The Social Security Disability Insurance (SSDI) program is rapidly approaching insolvency. According to the Social Security Trustees, the program's trust fund will be exhausted some time in early 2016, forcing a reduction in financial support for individuals with a disability. Although many lawmakers in Congress appreciate this problem, most of them appear unwilling to propose reforms to the program, says Jagadeesh Gokhale, a senior fellow with the Cato Institute and a member of the Social Security Advisory Board.

  • One explanation for this inaction is the availability of an easy short-term fix: temporarily transferring funds from SSDI's larger companion trust fund, the Social Security Old Age and Survivors Insurance (OASI) program. According to the Trustees, the OASI trust fund will not be exhausted until 2034.
  • Another explanation for congressional inaction is that the two major political parties are so far apart on how to reform SSDI that there is little chance of developing a workable coalition.

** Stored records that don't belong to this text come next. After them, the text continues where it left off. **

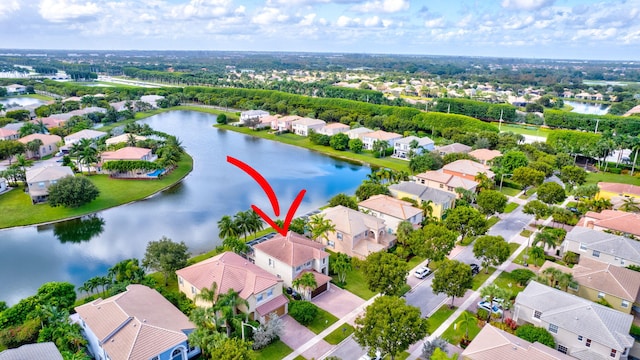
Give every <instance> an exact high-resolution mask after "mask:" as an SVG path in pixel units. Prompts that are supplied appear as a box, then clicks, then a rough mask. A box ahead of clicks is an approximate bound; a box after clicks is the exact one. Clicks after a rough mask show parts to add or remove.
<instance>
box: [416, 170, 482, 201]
mask: <svg viewBox="0 0 640 360" xmlns="http://www.w3.org/2000/svg"><path fill="white" fill-rule="evenodd" d="M413 178H414V179H415V182H416V183H417V184H422V185H426V186H428V187H430V188H434V189H439V190H442V191H446V192H449V193H452V194H455V196H456V197H458V198H459V197H462V195H461V194H458V193H457V192H456V189H457V188H462V189H465V190H467V191H471V192H475V191H476V187H477V186H478V182H477V181H474V180H467V179H465V178H463V177H460V176H455V175H451V174H447V173H445V172H444V171H443V170H442V169H440V170H431V171H427V172H423V173H421V174H418V175H415V176H414V177H413Z"/></svg>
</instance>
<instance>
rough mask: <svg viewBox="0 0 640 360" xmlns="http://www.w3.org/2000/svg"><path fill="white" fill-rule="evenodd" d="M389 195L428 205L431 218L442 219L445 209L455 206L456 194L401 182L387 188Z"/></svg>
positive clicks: (434, 188) (436, 189) (410, 182)
mask: <svg viewBox="0 0 640 360" xmlns="http://www.w3.org/2000/svg"><path fill="white" fill-rule="evenodd" d="M389 191H390V192H391V195H392V196H393V197H394V198H396V199H403V198H409V199H413V200H415V201H416V202H418V205H420V206H422V203H424V202H426V203H429V204H430V206H431V216H433V217H435V218H437V219H442V215H443V214H444V212H445V211H446V210H447V209H453V208H454V207H455V206H456V198H457V194H454V193H451V192H448V191H443V190H440V189H436V188H433V187H429V186H426V185H423V184H419V183H416V182H413V181H402V182H400V183H398V184H393V185H390V186H389Z"/></svg>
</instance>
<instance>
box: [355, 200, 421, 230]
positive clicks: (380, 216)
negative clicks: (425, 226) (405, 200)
mask: <svg viewBox="0 0 640 360" xmlns="http://www.w3.org/2000/svg"><path fill="white" fill-rule="evenodd" d="M358 209H360V211H362V212H364V213H366V214H369V215H373V216H375V217H377V218H378V219H382V220H384V222H385V224H386V225H387V228H389V229H391V230H392V231H393V232H396V231H397V229H398V225H399V224H400V223H401V222H403V221H408V222H409V223H411V225H413V226H414V227H419V226H420V224H421V223H422V209H419V208H417V207H414V206H413V205H412V204H411V203H410V202H408V201H404V200H400V199H396V198H394V197H391V196H388V195H374V196H372V197H370V198H368V199H367V200H363V201H361V202H359V203H358Z"/></svg>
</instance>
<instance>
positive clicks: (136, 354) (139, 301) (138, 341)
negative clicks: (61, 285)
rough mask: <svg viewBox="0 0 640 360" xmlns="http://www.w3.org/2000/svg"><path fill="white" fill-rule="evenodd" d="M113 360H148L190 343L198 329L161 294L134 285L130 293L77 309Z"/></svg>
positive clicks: (116, 295)
mask: <svg viewBox="0 0 640 360" xmlns="http://www.w3.org/2000/svg"><path fill="white" fill-rule="evenodd" d="M75 309H76V312H77V313H78V315H79V316H80V317H81V318H82V320H84V322H85V323H86V325H87V327H89V328H90V329H91V331H92V332H93V333H94V334H95V335H96V337H97V338H98V340H99V341H100V343H101V344H102V347H103V348H104V349H105V350H106V352H107V353H108V354H109V357H110V358H111V359H112V360H120V359H122V360H125V359H127V360H148V359H150V358H152V357H153V356H156V355H159V354H161V353H162V352H164V351H166V350H169V349H170V348H172V347H174V346H175V345H178V344H180V343H181V342H183V341H186V340H187V335H186V334H185V331H187V330H191V329H194V328H195V325H193V324H192V323H191V322H190V321H189V319H188V318H187V317H186V315H184V314H183V313H182V312H180V310H178V309H177V308H176V307H175V306H173V305H172V304H171V303H170V302H169V301H168V300H167V299H165V298H164V297H163V296H162V295H160V293H159V292H157V291H156V290H154V289H151V288H148V287H146V286H144V285H137V284H135V285H134V284H132V285H129V286H127V291H125V292H124V293H120V294H118V295H115V296H112V297H110V298H107V299H104V300H102V299H97V300H94V301H92V302H90V303H87V304H84V305H81V306H78V307H76V308H75Z"/></svg>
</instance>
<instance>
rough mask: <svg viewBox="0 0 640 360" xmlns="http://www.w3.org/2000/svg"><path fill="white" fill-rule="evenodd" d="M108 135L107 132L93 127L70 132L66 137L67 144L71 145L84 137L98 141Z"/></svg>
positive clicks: (67, 145) (84, 138) (83, 137)
mask: <svg viewBox="0 0 640 360" xmlns="http://www.w3.org/2000/svg"><path fill="white" fill-rule="evenodd" d="M105 136H107V133H106V132H104V131H97V130H92V129H84V130H80V131H78V132H75V133H73V134H69V135H67V136H65V137H64V144H65V146H71V145H73V144H75V143H78V142H80V140H82V139H88V140H91V141H92V142H97V141H98V140H100V138H103V137H105Z"/></svg>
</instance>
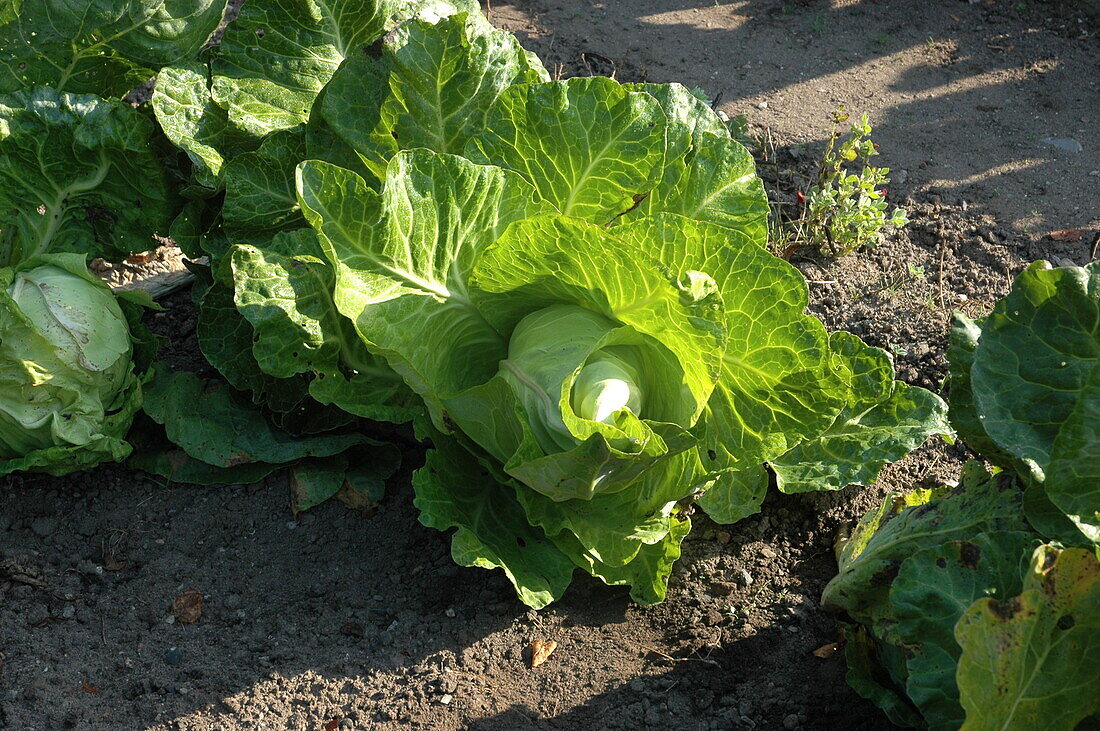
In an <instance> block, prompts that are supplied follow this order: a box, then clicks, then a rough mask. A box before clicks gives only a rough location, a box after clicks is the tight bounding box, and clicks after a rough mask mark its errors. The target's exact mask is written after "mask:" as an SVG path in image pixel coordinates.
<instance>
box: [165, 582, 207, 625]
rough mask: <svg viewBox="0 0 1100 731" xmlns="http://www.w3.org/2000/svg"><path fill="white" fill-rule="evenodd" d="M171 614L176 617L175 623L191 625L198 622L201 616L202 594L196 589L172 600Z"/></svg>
mask: <svg viewBox="0 0 1100 731" xmlns="http://www.w3.org/2000/svg"><path fill="white" fill-rule="evenodd" d="M172 612H173V613H174V614H175V616H176V621H178V622H182V623H183V624H193V623H195V622H197V621H199V617H201V616H202V592H201V591H199V590H197V589H187V590H186V591H184V592H183V594H180V595H179V596H178V597H176V598H175V599H173V600H172Z"/></svg>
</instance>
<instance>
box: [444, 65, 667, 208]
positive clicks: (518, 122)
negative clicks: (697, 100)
mask: <svg viewBox="0 0 1100 731" xmlns="http://www.w3.org/2000/svg"><path fill="white" fill-rule="evenodd" d="M665 124H667V123H665V117H664V112H663V111H662V110H661V106H660V104H659V103H658V101H657V99H654V98H653V97H652V96H650V95H648V93H645V92H637V91H628V90H627V89H626V88H625V87H624V86H623V85H620V84H618V82H617V81H614V80H613V79H606V78H602V77H592V78H573V79H569V80H565V81H552V82H547V84H529V85H518V86H513V87H510V88H508V89H506V90H505V91H504V92H503V93H502V95H500V97H499V99H497V101H496V103H495V104H494V106H493V107H492V108H491V109H489V110H488V113H487V114H486V117H485V125H484V129H483V130H482V131H481V132H480V133H478V134H477V135H475V136H474V137H473V139H472V140H471V141H470V144H469V145H467V147H466V152H465V154H466V157H469V158H470V159H472V160H473V162H475V163H487V164H492V165H499V166H500V167H505V168H508V169H511V170H516V171H517V173H519V174H520V175H522V176H524V178H525V179H527V180H528V181H529V182H530V184H531V185H533V186H535V188H536V189H537V190H538V192H539V196H541V197H542V198H543V199H546V200H548V201H550V202H551V203H553V206H554V207H555V208H557V209H558V210H559V211H561V212H562V213H564V214H566V215H573V217H576V218H582V219H585V220H588V221H592V222H594V223H599V224H605V223H608V222H610V221H612V220H613V219H614V218H615V217H617V215H620V214H623V213H625V212H626V211H628V210H629V209H630V208H631V207H632V206H635V203H637V201H639V200H641V199H642V198H643V197H645V196H646V195H648V193H649V192H650V191H651V190H652V188H653V187H654V186H656V185H657V181H658V180H659V179H660V175H661V171H662V167H663V163H664V154H665V149H664V128H665Z"/></svg>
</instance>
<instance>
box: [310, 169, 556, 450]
mask: <svg viewBox="0 0 1100 731" xmlns="http://www.w3.org/2000/svg"><path fill="white" fill-rule="evenodd" d="M298 191H299V198H300V201H301V207H303V210H304V211H305V213H306V218H307V219H308V220H309V221H310V223H312V224H313V226H315V228H316V229H317V231H318V234H319V237H320V240H321V244H322V246H324V247H326V250H327V253H328V255H329V257H330V259H331V261H332V262H333V263H334V267H335V270H337V283H335V297H334V299H335V304H337V309H338V310H339V311H340V312H341V313H342V314H343V315H344V317H346V318H349V319H350V320H351V321H352V322H354V323H355V328H356V329H357V331H359V333H360V335H361V336H362V337H363V340H364V341H365V342H366V344H367V345H368V346H371V347H372V350H374V351H375V352H376V353H378V354H381V355H383V356H384V357H385V358H386V359H387V361H388V362H389V365H390V366H392V367H393V368H394V369H395V370H396V372H397V373H398V374H400V375H401V377H403V378H404V379H405V380H406V383H408V385H409V386H410V387H411V388H412V390H414V391H416V392H417V394H419V395H420V397H421V398H423V399H425V401H426V402H427V405H428V407H429V410H430V411H431V413H432V419H433V420H434V421H436V423H437V427H438V428H440V429H445V425H444V423H443V419H442V399H444V398H447V397H450V396H453V395H456V394H458V392H460V391H462V390H463V389H466V388H471V387H473V386H476V385H478V384H483V383H485V381H486V380H488V378H489V377H492V375H493V374H494V373H496V368H497V363H498V362H499V361H500V359H502V358H503V357H505V355H506V353H507V348H506V341H505V336H504V334H502V333H500V332H499V331H498V330H496V329H495V328H494V326H493V325H492V324H489V322H488V321H486V319H485V315H484V313H483V312H482V311H481V310H480V309H478V308H477V303H476V302H475V301H474V299H473V298H474V295H473V292H472V290H471V286H470V276H471V274H472V272H473V262H474V259H475V257H476V256H477V255H478V254H480V252H481V251H482V250H483V248H484V247H485V246H487V245H488V244H489V243H492V242H493V241H495V240H496V239H497V237H498V236H499V235H500V233H503V232H504V230H505V228H506V226H507V225H508V224H509V223H510V222H513V221H516V220H519V219H522V218H526V217H527V215H529V214H531V213H536V212H538V211H540V210H544V206H543V204H541V203H538V202H537V201H536V200H535V198H536V197H535V196H533V195H532V193H533V191H532V190H531V188H530V186H528V185H527V184H526V182H525V181H524V180H522V179H520V178H519V177H518V176H516V175H515V174H511V173H508V171H506V170H502V169H499V168H493V167H484V166H477V165H473V164H471V163H469V162H467V160H465V159H463V158H461V157H454V156H451V155H437V154H434V153H429V152H426V151H412V152H409V153H401V154H400V155H398V156H397V157H395V158H394V160H393V162H392V163H390V173H389V174H388V175H387V176H386V186H385V187H384V188H383V191H382V193H381V195H379V193H376V192H375V191H373V190H372V189H371V188H370V187H368V186H367V185H366V182H365V181H364V180H363V179H362V178H361V177H360V176H357V175H355V174H354V173H352V171H350V170H346V169H343V168H340V167H337V166H334V165H329V164H326V163H318V162H308V163H305V164H303V166H301V167H300V168H299V187H298Z"/></svg>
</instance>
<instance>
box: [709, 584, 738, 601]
mask: <svg viewBox="0 0 1100 731" xmlns="http://www.w3.org/2000/svg"><path fill="white" fill-rule="evenodd" d="M736 589H737V587H736V586H735V585H733V584H729V583H728V582H715V583H714V584H712V585H711V595H712V596H715V597H728V596H729V595H730V594H733V592H734V591H735V590H736Z"/></svg>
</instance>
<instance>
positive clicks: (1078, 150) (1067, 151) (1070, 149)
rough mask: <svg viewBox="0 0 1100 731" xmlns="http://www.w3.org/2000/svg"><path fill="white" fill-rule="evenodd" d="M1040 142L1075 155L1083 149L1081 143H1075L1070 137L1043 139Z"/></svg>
mask: <svg viewBox="0 0 1100 731" xmlns="http://www.w3.org/2000/svg"><path fill="white" fill-rule="evenodd" d="M1040 142H1042V143H1043V144H1045V145H1051V146H1052V147H1055V148H1057V149H1060V151H1062V152H1064V153H1073V154H1075V155H1076V154H1077V153H1079V152H1081V151H1082V149H1085V147H1082V146H1081V143H1079V142H1077V141H1076V140H1074V139H1073V137H1043V139H1042V140H1040Z"/></svg>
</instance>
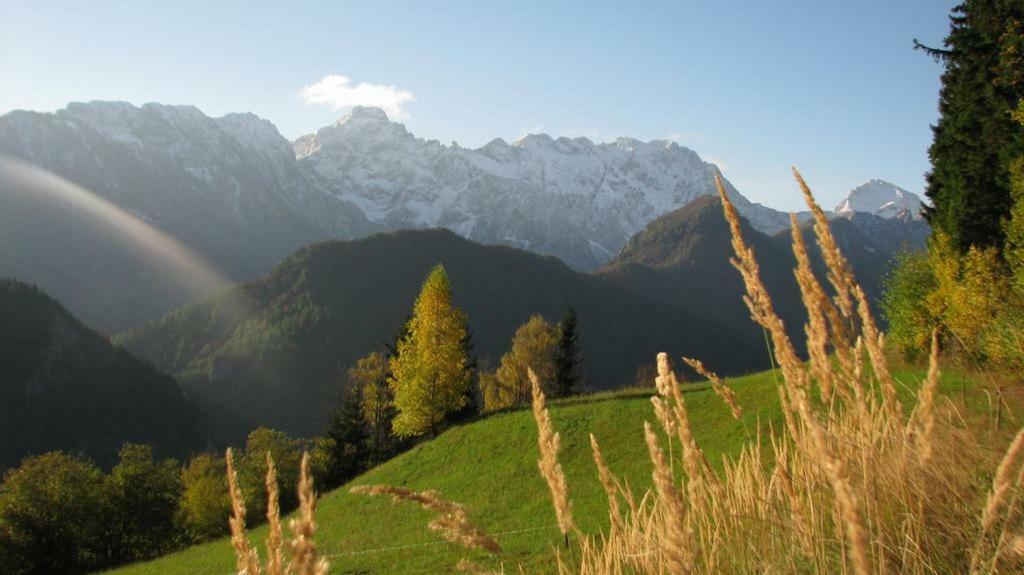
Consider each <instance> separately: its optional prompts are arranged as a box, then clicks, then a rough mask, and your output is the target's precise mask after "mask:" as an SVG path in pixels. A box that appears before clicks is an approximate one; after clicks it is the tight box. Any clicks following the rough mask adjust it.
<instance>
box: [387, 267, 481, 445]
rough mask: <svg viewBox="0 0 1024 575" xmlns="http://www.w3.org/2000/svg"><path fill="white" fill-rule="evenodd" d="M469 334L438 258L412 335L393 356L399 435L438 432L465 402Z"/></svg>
mask: <svg viewBox="0 0 1024 575" xmlns="http://www.w3.org/2000/svg"><path fill="white" fill-rule="evenodd" d="M465 339H466V315H465V313H463V311H462V310H460V309H459V308H457V307H455V305H454V304H453V300H452V285H451V283H450V281H449V277H447V274H446V273H445V271H444V267H443V266H441V265H439V264H438V265H437V266H435V267H434V268H433V269H432V270H431V271H430V274H429V275H428V276H427V279H426V281H425V282H424V283H423V289H422V290H421V291H420V296H419V297H418V298H417V300H416V304H415V306H414V309H413V317H412V319H411V320H410V321H409V329H408V336H406V337H404V338H402V339H401V341H399V342H398V354H397V356H396V357H393V358H392V359H391V361H390V366H391V378H390V379H389V381H388V384H389V386H390V387H391V391H392V394H393V395H394V405H395V409H396V410H397V414H396V415H395V417H394V422H393V424H392V428H393V429H394V433H395V434H396V435H398V436H399V437H413V436H418V435H423V434H425V433H428V432H429V433H435V432H436V429H437V426H438V425H439V424H441V423H442V422H443V421H444V416H445V415H446V414H447V413H450V412H453V411H457V410H459V409H461V408H462V407H463V406H464V405H466V401H467V397H466V396H467V392H468V391H469V383H470V372H469V370H468V369H467V365H468V357H467V354H466V349H465V347H464V345H463V342H464V341H465Z"/></svg>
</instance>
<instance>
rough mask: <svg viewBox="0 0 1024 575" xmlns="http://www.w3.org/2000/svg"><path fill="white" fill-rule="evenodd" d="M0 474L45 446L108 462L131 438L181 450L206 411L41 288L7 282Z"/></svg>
mask: <svg viewBox="0 0 1024 575" xmlns="http://www.w3.org/2000/svg"><path fill="white" fill-rule="evenodd" d="M0 324H3V325H5V326H10V327H9V328H7V329H3V330H2V331H0V364H3V366H4V369H3V371H2V372H0V437H3V442H0V472H2V471H3V470H4V469H6V468H8V467H13V466H15V465H17V462H18V461H20V459H22V457H24V456H26V455H29V454H40V453H43V452H46V451H52V450H57V449H59V450H63V451H68V452H70V453H75V454H78V453H81V454H84V455H87V456H89V457H91V458H92V459H94V460H95V461H96V462H98V463H99V465H101V466H110V465H112V463H113V462H114V461H116V460H117V454H118V451H119V450H120V449H121V446H122V444H123V443H125V442H134V443H148V444H152V445H154V447H155V449H156V450H157V453H158V454H159V455H165V456H166V455H174V456H179V457H180V456H184V455H187V454H188V453H189V452H191V451H196V450H199V449H202V448H203V447H204V446H205V444H206V439H207V438H206V422H205V417H204V415H203V414H202V413H201V412H200V411H199V410H198V409H197V408H196V406H195V405H194V404H193V403H191V402H190V400H189V399H188V398H187V397H186V396H185V395H184V394H183V393H182V391H181V389H180V388H179V387H178V385H177V383H176V382H175V381H174V379H172V378H171V377H169V375H166V374H164V373H161V372H159V371H157V369H156V368H155V367H154V366H153V365H152V364H150V363H147V362H144V361H141V360H138V359H136V358H135V357H133V356H131V355H129V354H128V353H127V352H125V351H124V350H123V349H119V348H115V347H114V346H112V345H111V344H110V342H108V341H106V340H105V339H104V338H102V337H101V336H99V335H98V334H96V333H94V331H93V330H91V329H89V328H88V327H86V326H85V325H84V324H82V322H81V321H79V320H78V319H77V318H75V317H74V316H73V315H72V314H71V313H69V312H68V311H67V310H66V309H65V308H63V307H61V306H60V305H59V304H58V303H57V302H56V301H55V300H53V299H52V298H50V297H49V296H47V295H46V294H44V293H42V292H40V291H39V290H38V289H37V287H35V286H33V285H29V284H27V283H23V282H19V281H14V280H9V279H0Z"/></svg>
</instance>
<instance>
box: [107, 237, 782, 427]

Gokhale proposes a different approach to providing work incentives to SSDI beneficiaries, one that involves benefit offsets but provides greater flexibility to beneficiaries in selecting their level of work activity. The Generalized Benefit Offset (GBO) program that Gokhale proposes would eliminate the cash cliff (the loss of benefits and valuable health care coverage), but it conditions the change on observed earnings. GBO allows reversion to beneficiary status when labor force attachments cease, at the full discretion of SSDI beneficiaries.

  • Under GBO, one would expect beneficiaries to sort themselves according to their work abilities along the GBO schedule rather than park at the Substantial Gainful Activity earnings level.
  • The distribution of resulting work and earning choices by SSDI beneficiaries would generate direct benefits to the economy and to SSDI beneficiaries themselves.
  • GBO should receive broad support from disability advocates, policy practitioners, and (most importantly) lawmakers from both sides of the aisle because it combines key elements that their constituents are demanding: better support for individuals with disabilities but also opportunities to work whenever their health impairments permit market participation.
  • GBO eliminates the cash cliff and would, if adopted, introduce stronger and more effective work incentives for work-capable beneficiaries while retaining SSDI insurance for individuals with disabilities.